The Buckeyes have won three straight home games in the series by an average margin of 23 points. And that's when Penn State had much better teams.
"We may not be good enough to beat anybody on our schedule. We just may not be good enough. I don't know," Paterno said.
Sounds like the Nittany Lions are desperate. Right?
"You guys all think I am about ready to shoot myself. I am excited about the eight big games we have," Paterno said. "I am excited that I think I have a pretty good football team that is eventually going to be a darn good football team."
Paterno is full of contradictions as he continues to seek answers for Penn State's struggles. After last Saturday's 12-0 loss to Pittsburgh, Paterno suggested he might make wholesale changes.
"I'm going back home to square one," he said.
Paterno, still six victories shy of breaking Bear Bryant's Division I-A record of 323, even questioned himself.
"When things are as bad as they are, I think I have to start looking at me first," he said.
Three days later, and after some soul-searching and a lot of film-watching, Paterno wasn't ready to make any changes. Not in the starting lineup. Not in the game plan. Not in his approach.
"If the situation demands some adapting, I would hope that I am smart enough to analyze the situation and say this is what has to be done," Paterno said. "I have done that. I really don't think there is anything to adapt to. I just think that we have to do what we are doing better. It is as simple as that."
The 73-year-old Paterno, whose critics say the game has passed him by, has support from most of his players.
"I have 100 percent faith in Coach Paterno," defensive end Bob Jones said. "He's been coaching football longer than I've been alive. If anyone knows football, it's him. What he does now really shows he's a great coach. He's frustrated, but he doesn't bring us down mentally."
One player, however, has openly questioned the competence of the coaching staff. After a 24-6 loss to Toledo on Sept. 9, tailback Larry Johnson criticized the play-calling on offense, saying it's "too predictable" and outdated.
"We've got coaches who've been here for 30, 20 years. It seems like things never change," Johnson said.
Of course, Paterno disagreed.
"I think Johnson shot his mouth off without thinking about it," Paterno said. "He is a young kid and a very ferocious competitor. (His comments) had nothing to do with the way we have played the last couple of weeks."
Neither Johnson's comments nor the predictability of Penn State's offense will matter today in the Big Ten opener against Ohio State. The Buckeyes (3-0) are coming off a sluggish 27-16 victory over Miami (Ohio) and are looking to avenge last year's 23-10 loss at State College.

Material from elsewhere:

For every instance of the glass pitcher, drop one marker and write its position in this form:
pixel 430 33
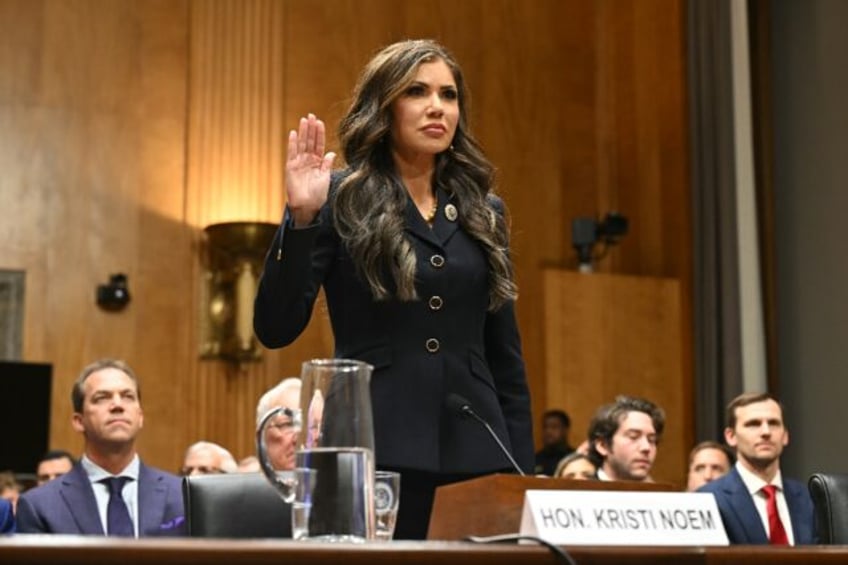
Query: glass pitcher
pixel 331 487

"I never imagined Penn State would be like this, for them to have a start like this," Ohio State tailback Derek Combs said.
Still, the Buckeyes are wary.
"We're not going to see a lot of cautious play this weekend," Ohio State offensive coordinator Chuck Stobart said. "My guess is they'll turn it loose and let it go. Right or wrong, let 'em go play. They've got to get running to the ball like they did a year ago."
Entering the season many figured Penn State would have more trouble on defense than offense. After all, the Nittany Lions lost nine starters to graduation, including Courtney Brown and LaVar Arrington, the top two picks in the NFL draft.
Instead, Penn State's biggest problem has been scoring. The Nittany Lions have 11 points in their three losses.
Quarterback Rashard Casey has been erratic, the offense line has been inconsistent, the running game has been nonexistent and the receivers routinely fail to make simple catches.
None of this has been a surprise to Paterno.
"Unfortunately, when I talked to people before the season, nobody listened to me," Paterno said. "I said we were going to have a tough time. We were a young team and it was going to take awhile for this team to play itself into being a good football team."
At this rate, it seems it will take much longer than "awhile."
Well, maybe a few minutes in Paterno's eyes.
"We are all right," Paterno said. "I really don't think we are very far off."